Résumé de la décision
La Cour de Cassation, par sa décision du 9 novembre 2022, a rejeté le pourvoi formé par Mme [S] [T] à l'encontre d'un arrêt de la cour d'appel de Riom. Le litige concernait la charge des réparations de la toiture d'un bâtiment donné à bail à la SARL [M]. La cour d'appel avait condamné Mme [T] à prendre en charge l'intégralité de la réfection de la toiture, ce qui a donné lieu à deux moyens de cassation invoqués par la requérante. Après examen, la Cour de Cassation a jugé que les moyens n'étaient pas de nature à entraîner la cassation.
Arguments pertinents
1. Sur la qualification des grosses réparations :
Le premier moyen de cassation fait valoir que la cour d'appel n'a pas correctement appliqué les dispositions relatives aux grosses réparations (Code civil - Article 606). La requérante argue que, selon cet article, les grosses réparations concernent principalement les gros murs et les voûtes, sans que la cour n'ait établi que la réfection de la toiture exigeait un rétablissement complet.
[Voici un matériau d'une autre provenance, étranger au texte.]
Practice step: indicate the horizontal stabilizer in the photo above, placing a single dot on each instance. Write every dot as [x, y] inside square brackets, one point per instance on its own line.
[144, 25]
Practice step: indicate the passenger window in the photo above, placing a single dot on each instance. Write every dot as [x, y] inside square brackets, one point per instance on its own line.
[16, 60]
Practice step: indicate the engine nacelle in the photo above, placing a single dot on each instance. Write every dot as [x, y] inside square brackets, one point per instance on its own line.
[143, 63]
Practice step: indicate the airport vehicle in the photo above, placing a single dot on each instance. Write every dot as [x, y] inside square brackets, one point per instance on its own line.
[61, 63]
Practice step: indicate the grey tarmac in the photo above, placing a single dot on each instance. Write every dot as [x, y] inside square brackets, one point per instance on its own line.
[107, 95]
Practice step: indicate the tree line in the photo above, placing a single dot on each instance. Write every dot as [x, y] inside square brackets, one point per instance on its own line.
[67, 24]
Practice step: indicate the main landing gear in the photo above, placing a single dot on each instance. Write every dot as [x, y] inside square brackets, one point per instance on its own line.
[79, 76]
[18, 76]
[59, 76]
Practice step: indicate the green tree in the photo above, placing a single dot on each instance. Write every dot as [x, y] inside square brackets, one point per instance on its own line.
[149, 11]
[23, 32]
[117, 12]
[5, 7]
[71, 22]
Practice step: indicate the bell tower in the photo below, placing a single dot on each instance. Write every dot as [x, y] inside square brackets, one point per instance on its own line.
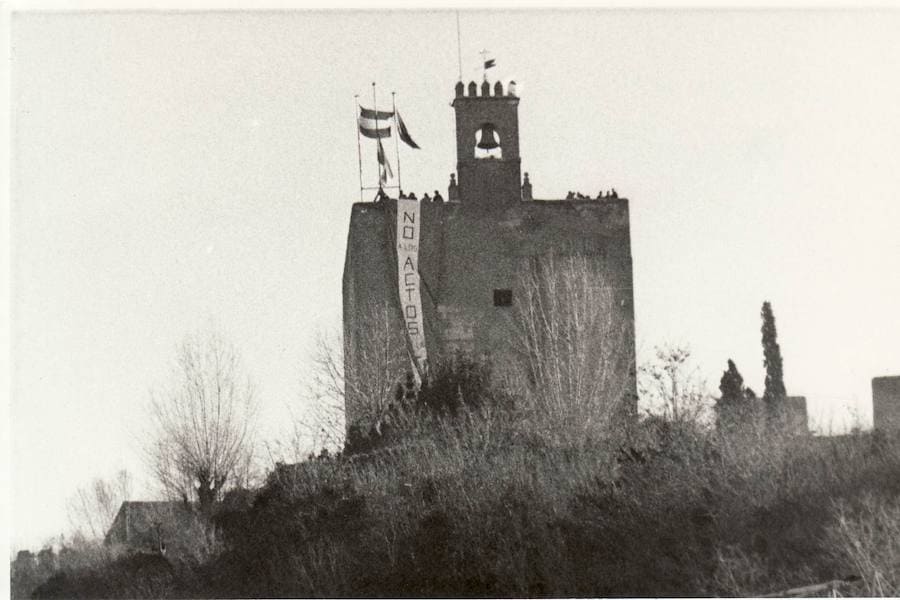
[487, 144]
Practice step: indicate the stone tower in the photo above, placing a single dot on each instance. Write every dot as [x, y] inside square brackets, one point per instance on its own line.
[471, 253]
[487, 144]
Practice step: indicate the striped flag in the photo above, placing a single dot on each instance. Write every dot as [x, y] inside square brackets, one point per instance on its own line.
[375, 124]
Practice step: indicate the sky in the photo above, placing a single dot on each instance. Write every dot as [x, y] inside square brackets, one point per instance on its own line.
[172, 172]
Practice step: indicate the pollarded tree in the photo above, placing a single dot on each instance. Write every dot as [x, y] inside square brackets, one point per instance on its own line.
[775, 392]
[731, 386]
[574, 340]
[203, 422]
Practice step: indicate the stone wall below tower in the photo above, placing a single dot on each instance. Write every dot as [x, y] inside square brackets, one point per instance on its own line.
[886, 403]
[471, 261]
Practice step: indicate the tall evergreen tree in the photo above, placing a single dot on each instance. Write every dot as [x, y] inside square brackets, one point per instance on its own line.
[775, 392]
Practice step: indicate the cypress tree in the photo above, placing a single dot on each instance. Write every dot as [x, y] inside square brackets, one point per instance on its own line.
[775, 392]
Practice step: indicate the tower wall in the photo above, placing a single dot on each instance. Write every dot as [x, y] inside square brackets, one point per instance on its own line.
[466, 253]
[488, 181]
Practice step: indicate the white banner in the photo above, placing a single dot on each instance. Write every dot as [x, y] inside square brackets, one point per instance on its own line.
[408, 225]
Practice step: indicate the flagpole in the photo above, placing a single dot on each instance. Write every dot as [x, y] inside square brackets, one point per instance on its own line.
[358, 144]
[458, 46]
[396, 140]
[377, 132]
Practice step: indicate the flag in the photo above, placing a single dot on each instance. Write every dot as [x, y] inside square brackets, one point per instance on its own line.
[403, 132]
[381, 115]
[374, 124]
[386, 166]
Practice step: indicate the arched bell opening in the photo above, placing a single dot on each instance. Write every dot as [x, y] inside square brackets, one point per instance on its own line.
[487, 142]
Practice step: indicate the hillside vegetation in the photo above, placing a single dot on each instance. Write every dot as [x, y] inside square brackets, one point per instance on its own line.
[490, 502]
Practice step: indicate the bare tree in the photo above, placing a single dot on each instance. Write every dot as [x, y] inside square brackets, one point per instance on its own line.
[672, 385]
[575, 341]
[363, 376]
[93, 508]
[202, 422]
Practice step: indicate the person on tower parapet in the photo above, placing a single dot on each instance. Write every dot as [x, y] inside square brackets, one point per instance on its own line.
[453, 189]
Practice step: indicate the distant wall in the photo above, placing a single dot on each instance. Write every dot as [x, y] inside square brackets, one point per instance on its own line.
[794, 415]
[886, 402]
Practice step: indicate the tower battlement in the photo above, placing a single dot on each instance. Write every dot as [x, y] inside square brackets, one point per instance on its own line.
[471, 256]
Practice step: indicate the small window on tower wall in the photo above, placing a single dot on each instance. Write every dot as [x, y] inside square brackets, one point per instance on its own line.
[502, 297]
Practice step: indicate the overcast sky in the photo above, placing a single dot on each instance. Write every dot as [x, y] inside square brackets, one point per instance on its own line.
[175, 170]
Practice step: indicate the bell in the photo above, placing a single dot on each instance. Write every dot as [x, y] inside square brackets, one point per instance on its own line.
[489, 138]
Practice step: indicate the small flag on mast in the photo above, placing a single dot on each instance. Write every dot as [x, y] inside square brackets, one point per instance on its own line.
[375, 124]
[403, 132]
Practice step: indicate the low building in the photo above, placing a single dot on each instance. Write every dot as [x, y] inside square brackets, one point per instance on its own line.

La Cour a statué en considérant que "les moyens de cassation annexés ne sont manifestement pas de nature à entraîner la cassation", ce qui souligne qu'elle n'a pas trouvé d'irrégularité dans la décision relative à la qualification des réparations.
2. Sur la contrainte exercée par l'usufruitier :
Le second moyen invoque que la cour d'appel a dénaturé l'acte de donation en considérant que l'usufruitier n'a pas le droit d'exiger du nu-propriétaire des travaux de grosses réparations (Code civil - Article 605 et 606). Mme [T] soutenait que la clause de l'acte de donation stipule explicitement que la charge des grosses réparations incombe aux donataires, ce qui contredirait la décision de la cour d’appel. Là encore, la Cour a considéré que les moyens n’étaient pas suffisamment fondés pour justifier une cassation.
Interprétations et citations légales
1. Interprétation des articles sur les réparations :
Les articles 605 et 606 du Code civil établissent clairement le cadre des responsabilités relatives aux grosses réparations. L’article 606 stipule qu’elles comprennent les gros murs, les voûtes, ainsi que le rétablissement des poutres et des couvertures entières. La cour d’appel a retenu, malgré la contestation, que la couverture devait être rétablie en son entier, jugeant que les travaux étaient nécessaires pour garantir l’intégrité de la toiture.
2. Dénaturation de l'écrit :
L’argument selon lequel l’expertise n’appuyait pas la nécessité d’effectuer des travaux complets car les conclusions de l’expert indiquaient seulement des fissures et des plaques usées, s'oppose à une interprétation stricte des rapports d'expertise qui peuvent, dans ce contexte, justifier l'exécution des travaux. La Cour a donc pris en compte que les conclusions de la cour d’appel ne dénaturent pas le sens de l’écrit, tel que requis par l'article 455 du Code de procédure civile.
En conclusion, la décision de la Cour de cassation souligne l'importance de la distinction entre les types de réparations et la capacité des parties de prévoir contractuellement la répartition des responsabilités sous l'égide du Code civil. La Cour a confirmé que les moyens présentés ne suffisaient pas à entraîner une révision de la décision de la cour d'appel.